If you've never experienced storm gusts at the top of a mountain, I'll tell you that it's not for the faint of heart. I know, because I'm one of those fainthearted people!
Every single window rattled in its casing. The sliding glass doors in our room visibly bowed in and out, continuously. The deck and the roof creaked and strained. I could feel it.
And mountaintop winds don't whistle. They thunder and they scream.
If I'd been wearing my fitness watch, I'm sure my heart rate would have measured as if I were running hills. I was certain we were going to topple down the side of the mountain. Of course, I've thought that on countless occasions before, but I was absolutely sure of it this morning.
Lying in the dark, the panic of the physical chaos around me actually triggered the stress of the past week within me. Between long-distance family medical emergencies, multiple significant projects at work, a sick child at home, and my inability to give anything my all, I struggled every day to discern which end was up.

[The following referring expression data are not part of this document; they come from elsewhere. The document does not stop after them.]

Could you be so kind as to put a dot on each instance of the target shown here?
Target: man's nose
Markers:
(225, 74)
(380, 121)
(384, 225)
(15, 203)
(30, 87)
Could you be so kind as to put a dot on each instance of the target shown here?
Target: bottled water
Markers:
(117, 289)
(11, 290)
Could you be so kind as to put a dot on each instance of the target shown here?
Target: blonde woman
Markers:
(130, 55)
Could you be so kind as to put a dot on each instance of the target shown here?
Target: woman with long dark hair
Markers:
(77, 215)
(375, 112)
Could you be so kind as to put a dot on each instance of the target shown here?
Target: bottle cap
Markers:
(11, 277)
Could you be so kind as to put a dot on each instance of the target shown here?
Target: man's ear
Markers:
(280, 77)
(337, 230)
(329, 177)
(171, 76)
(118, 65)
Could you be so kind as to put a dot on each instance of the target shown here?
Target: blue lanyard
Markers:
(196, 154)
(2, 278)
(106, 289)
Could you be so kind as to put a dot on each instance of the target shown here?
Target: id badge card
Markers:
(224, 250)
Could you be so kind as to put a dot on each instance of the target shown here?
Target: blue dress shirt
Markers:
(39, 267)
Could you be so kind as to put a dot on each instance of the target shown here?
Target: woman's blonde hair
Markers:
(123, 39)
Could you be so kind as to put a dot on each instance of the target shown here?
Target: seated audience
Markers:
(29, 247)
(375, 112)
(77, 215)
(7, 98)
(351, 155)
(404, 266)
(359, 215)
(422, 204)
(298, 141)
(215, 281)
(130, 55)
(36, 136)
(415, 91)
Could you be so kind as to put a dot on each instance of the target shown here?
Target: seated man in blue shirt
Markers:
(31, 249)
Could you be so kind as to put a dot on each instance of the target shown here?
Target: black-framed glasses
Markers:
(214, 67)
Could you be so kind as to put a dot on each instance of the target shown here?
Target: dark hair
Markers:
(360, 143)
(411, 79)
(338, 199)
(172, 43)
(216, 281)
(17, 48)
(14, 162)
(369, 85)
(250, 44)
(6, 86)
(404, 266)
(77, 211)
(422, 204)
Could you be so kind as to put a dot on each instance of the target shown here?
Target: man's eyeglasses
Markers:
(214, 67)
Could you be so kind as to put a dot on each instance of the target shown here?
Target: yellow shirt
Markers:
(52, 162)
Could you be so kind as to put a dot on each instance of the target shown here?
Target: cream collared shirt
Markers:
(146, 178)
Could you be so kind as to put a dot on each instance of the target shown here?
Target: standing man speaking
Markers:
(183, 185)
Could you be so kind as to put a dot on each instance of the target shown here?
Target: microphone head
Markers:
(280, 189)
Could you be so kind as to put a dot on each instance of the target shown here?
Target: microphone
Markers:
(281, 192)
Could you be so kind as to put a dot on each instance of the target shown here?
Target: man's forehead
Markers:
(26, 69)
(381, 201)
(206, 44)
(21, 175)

Lord, make it stop. I'm not sure if I was praying about the wind or the stress. Probably both.
Staring at the ceiling - while strategizing a mountain rescue plan for my children and dogs - I was suddenly startled by a different sound.
In the midst of the thundering wind, groaning house, and my racing heart, the bright melody of a songbird traveled clear and steady through the air.
How in the world...?!? I wondered incredulously. Didn't she realize the tumult around her? Didn't she know the violent winds could knock her from her perch to the rocks below?
Clearly, she knew. Clearly, she felt the gusts all around her - she is an aviator, after all.
Yet she sang. Because it's what she was created to do. And the sound of her song was all the more beautiful to my ears because of the chaos that surrounded it.
Lord, let me be like that bird.
Give me a worshipful heart, whether I'm in the middle of still waters or a whirlwind. Yes, give me wisdom in my circumstances, rather than denial or recklessness. But don't let me hesitate to be who You've made me to be, to do what You've called me to do, or to say what You've called me to say. Because that is when I will experience the infinitely deep joy for which I was made.
And others will be cheered by my song.